Today's post is dedicated to Asian Americans and Pacific Islanders. In the U.S., an estimated 18.2 million people claim full or partial Asian descent, according to government figures. This group of people is diverse, ranging from fifth-generation Japanese to newcomers from India.

Estimates vary, but one recent study found Asian-Americans face a 17.3% lifetime chance of getting a psychiatric disorder, including depression. Although that rate was lower than among other minorities, the study called mental health among Asian-Americans a growing public health concern, given the stigma around treatment and barriers to getting it.
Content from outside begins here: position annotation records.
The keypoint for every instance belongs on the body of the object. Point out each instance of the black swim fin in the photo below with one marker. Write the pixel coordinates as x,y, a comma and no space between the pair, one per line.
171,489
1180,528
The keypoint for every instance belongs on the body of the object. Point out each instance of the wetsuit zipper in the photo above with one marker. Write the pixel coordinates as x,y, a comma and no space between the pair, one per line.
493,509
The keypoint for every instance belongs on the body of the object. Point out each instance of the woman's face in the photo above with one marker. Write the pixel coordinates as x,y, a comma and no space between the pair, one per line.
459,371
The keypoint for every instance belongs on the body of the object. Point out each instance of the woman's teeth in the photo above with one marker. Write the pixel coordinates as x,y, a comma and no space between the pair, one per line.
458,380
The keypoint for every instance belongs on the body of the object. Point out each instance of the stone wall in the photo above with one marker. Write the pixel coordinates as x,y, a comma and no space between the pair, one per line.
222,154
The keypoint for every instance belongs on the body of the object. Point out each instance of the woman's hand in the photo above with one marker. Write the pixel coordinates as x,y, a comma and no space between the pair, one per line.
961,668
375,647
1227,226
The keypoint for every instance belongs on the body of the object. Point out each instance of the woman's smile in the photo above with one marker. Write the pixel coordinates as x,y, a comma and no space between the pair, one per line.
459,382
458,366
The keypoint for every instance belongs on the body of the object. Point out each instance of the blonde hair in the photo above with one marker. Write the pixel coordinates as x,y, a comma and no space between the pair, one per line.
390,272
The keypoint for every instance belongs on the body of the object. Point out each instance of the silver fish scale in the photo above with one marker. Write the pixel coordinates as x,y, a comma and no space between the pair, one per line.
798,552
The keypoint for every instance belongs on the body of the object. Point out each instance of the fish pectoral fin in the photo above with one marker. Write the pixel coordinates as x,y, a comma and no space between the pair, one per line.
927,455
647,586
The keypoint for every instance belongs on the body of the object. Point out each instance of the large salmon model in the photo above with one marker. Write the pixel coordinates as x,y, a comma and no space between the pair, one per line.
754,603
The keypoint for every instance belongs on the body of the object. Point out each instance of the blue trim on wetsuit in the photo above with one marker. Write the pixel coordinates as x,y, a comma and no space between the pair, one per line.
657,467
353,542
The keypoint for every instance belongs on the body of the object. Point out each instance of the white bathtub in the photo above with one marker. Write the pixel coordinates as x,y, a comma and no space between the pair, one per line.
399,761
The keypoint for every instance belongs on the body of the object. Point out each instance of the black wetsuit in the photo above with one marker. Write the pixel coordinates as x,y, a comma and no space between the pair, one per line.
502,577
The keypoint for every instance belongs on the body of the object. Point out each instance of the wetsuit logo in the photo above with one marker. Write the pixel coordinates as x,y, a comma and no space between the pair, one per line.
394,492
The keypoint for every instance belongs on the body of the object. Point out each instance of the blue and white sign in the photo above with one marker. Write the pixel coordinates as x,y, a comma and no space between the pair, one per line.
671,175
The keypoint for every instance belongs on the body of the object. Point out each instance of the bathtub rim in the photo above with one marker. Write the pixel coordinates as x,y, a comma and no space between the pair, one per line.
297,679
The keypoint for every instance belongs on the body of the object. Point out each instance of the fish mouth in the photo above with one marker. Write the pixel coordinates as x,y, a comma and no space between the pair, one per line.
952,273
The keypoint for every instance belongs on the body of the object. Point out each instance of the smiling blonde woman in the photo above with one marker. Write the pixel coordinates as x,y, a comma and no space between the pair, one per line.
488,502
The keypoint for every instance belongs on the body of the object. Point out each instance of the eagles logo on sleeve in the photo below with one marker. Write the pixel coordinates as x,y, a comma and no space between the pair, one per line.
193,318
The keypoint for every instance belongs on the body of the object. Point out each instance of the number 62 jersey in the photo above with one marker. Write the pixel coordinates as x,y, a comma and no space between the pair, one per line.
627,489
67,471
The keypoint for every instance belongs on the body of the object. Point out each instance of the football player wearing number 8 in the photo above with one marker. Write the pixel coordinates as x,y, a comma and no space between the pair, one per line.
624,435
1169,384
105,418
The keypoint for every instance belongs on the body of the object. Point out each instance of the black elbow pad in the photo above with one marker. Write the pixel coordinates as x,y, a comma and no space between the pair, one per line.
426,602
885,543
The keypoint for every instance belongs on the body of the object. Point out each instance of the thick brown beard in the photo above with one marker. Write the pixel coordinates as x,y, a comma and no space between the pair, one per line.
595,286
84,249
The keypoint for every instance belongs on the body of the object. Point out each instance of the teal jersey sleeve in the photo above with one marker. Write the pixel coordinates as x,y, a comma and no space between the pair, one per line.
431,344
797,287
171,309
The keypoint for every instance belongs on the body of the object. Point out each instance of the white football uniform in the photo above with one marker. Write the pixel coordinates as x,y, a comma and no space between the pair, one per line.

Asian Americans are less likely than whites to mention their mental health concerns.

Studies of Asian-American college students have found that they had higher rates of depression than white students, and they showed the most distress at the time they sought counseling compared to all racial groups.

The most high profile manifestation of these issues is suicides. According to CSU Fullerton Professor Eliza Noh, the second leading cause of death for Asian American women ages 15-24 is suicide, and Asian Americans have the highest female suicide rate among all racial groups.

Studies also show that Asian American college students were more likely than White American students to have had suicidal thoughts and to attempt suicide, as well as have greater rates of depression than white students. This alarming trend is also present in the high school population.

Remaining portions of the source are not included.